Te’o was a senior at Notre Dame in 2013 when, he believed, his grandmother and his girlfriend, Lennay Kekua, died on the same day. However, an investigation by sports blog Deadspin discovered that Kekua, who Te’o had only interacted with online at the time, actually did not exist. Subsequently, Naya Tuiasosopo, who has since come out as a trans woman, confessed to being the person behind the Lennay Kekua persona. Afterward, Te’o — once a star athlete beloved by the nation — became the subject of extensive ridicule.

The documentary portrays Te’o as a rule follower whose belief in people’s goodness and care for the well-being of those he loves led him to fall prey to Tuiasosopo’s sophisticated scam, and fans have jumped to support him since it aired. “Not enough amazing things can be said about this man’s character. What a phenomenal human being. May we all strive to be this gracious and have this kind of heart,” wrote Twitter user @Mel_SpursLove. Another, sports analyst Thor Nystrom, wrote simply, “We all owe Manti Te’o an apology.”

Te’o, who is currently a free agent after stints with the San Diego Chargers, the New Orleans Saints, and the Chicago Bears, is now married to sports influencer and nurse-to-be Jovi Nicole Engbino, and the couple welcomed their first daughter, Hiromi, in August 2021. They are currently expecting their second child — a son, Te’o revealed in an Aug. 16 interview on “CBS Mornings.”

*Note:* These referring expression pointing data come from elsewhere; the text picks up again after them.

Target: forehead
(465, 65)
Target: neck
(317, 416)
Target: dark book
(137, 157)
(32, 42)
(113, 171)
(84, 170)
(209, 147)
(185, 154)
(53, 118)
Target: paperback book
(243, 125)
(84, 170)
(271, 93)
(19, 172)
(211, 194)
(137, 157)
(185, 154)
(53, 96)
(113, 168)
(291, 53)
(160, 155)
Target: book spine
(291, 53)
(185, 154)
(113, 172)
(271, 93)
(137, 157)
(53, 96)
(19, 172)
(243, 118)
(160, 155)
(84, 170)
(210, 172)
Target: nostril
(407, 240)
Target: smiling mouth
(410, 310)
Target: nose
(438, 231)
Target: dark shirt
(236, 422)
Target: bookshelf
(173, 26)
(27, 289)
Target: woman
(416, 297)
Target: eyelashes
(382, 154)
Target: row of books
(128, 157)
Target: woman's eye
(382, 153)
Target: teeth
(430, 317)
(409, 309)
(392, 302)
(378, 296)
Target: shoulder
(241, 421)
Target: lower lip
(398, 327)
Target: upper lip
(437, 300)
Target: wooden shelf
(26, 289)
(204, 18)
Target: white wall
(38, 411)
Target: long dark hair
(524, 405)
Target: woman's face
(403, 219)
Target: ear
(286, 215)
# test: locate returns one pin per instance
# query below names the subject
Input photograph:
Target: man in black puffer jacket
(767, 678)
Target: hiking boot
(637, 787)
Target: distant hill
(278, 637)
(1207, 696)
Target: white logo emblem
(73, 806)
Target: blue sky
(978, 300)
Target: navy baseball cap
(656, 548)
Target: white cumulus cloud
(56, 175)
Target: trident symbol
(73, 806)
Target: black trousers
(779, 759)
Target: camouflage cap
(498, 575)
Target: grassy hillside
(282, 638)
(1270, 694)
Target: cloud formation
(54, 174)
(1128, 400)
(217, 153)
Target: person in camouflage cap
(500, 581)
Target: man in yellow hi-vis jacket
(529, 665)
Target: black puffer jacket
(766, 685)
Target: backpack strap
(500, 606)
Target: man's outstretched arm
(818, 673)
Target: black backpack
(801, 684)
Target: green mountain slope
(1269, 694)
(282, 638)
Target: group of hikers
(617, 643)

In the interview, he also discussed the healing he gained from making the documentary and shared that he was originally inspired to come forward and revisit his story by none other than JAY-Z. “Cam Jordan with the Saints took a bunch of us teammates to a JAY-Z concert,” he said, recalling the 2017 event. “And at that concert, JAY-Z opens with saying these words, ‘You cannot heal what you don’t reveal.’ And it may have been just some random words to everybody, but for me, at that time, it hit me like a ton of bricks.” At that moment, Te’o realized that “in order for me to kind of heal from this,” he said, “I needed to reveal it.”